Cardinal Timothy Dolan has written an op-ed for the Wall Street Journal comparing recent abortion legislation to the ignominious Dred Scott Supreme Court decision that ruled that blacks were not human persons.
According to Cardinal Dolan, the horror of the Dred Scott decision “emboldened abolitionists, re-energizing their decades-old project to defend the human rights of the black slave” and the prelate suggests that something similar may happen to pro-life efforts in the United States today.
“Like slavery did 150 years ago, abortion has deeply divided the U.S. and raised fundamental questions about the nature of our society,” Dolan notes.
Many Americans are “nauseated by abortion-on-demand,” the cardinal states, referencing a recent nationwide survey showing that “75% of Americans—and 61% of those identified as “pro-choice”—want some form of restrictions on abortion.”
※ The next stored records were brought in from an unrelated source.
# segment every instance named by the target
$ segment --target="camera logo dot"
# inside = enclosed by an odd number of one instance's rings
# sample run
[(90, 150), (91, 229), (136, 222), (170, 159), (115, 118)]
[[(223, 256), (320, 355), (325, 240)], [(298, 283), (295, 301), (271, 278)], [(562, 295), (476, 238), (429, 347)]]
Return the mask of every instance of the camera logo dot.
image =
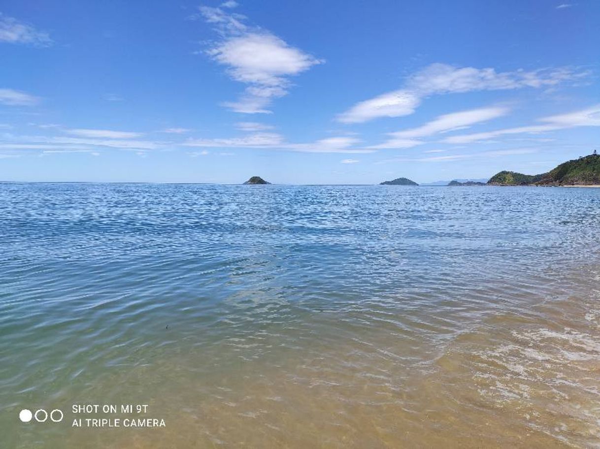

“Is the U.S. having a Dred Scott moment on abortion?” he asks.
Last month, New York Gov. Andrew Cuomo signed into law the Reproductive Health Act, “grisly legislation that permits abortion in many cases up to the moment of birth,” Dolan writes. “It eliminates legal penalties on abortionists who allow an aborted baby, who somehow survives the scalpel, vacuum and dismemberment, to die. It also permits these perilous procedures to take place without a physician present.”
“This was perhaps expected in a state completely dominated by a party that has become increasingly intolerant of pro-life Americans,” he says.
In language reminiscent of Dred Scott, New York’s abortion law redefines person as “a human being who has been born and is alive,” eliminating the possibility of recognizing the personhood of an unborn child. During her presidential campaign in 2016, Hillary Clinton notoriously stated that “the unborn person doesn’t have constitutional rights.”
The law also declared access to abortion a “fundamental right,” while opening the law to include late-term abortions.
The 1857 ruling similarly declared that Dred Scott and his wife Harriet were not human persons, and thus had no rights, stating that African-Americans were “so far inferior that they had no rights which the white man was bound to respect.”
Abolitionists were considered radicals, but history has proved them to be prophets. Today’s pro-life activists find themselves in exalted company.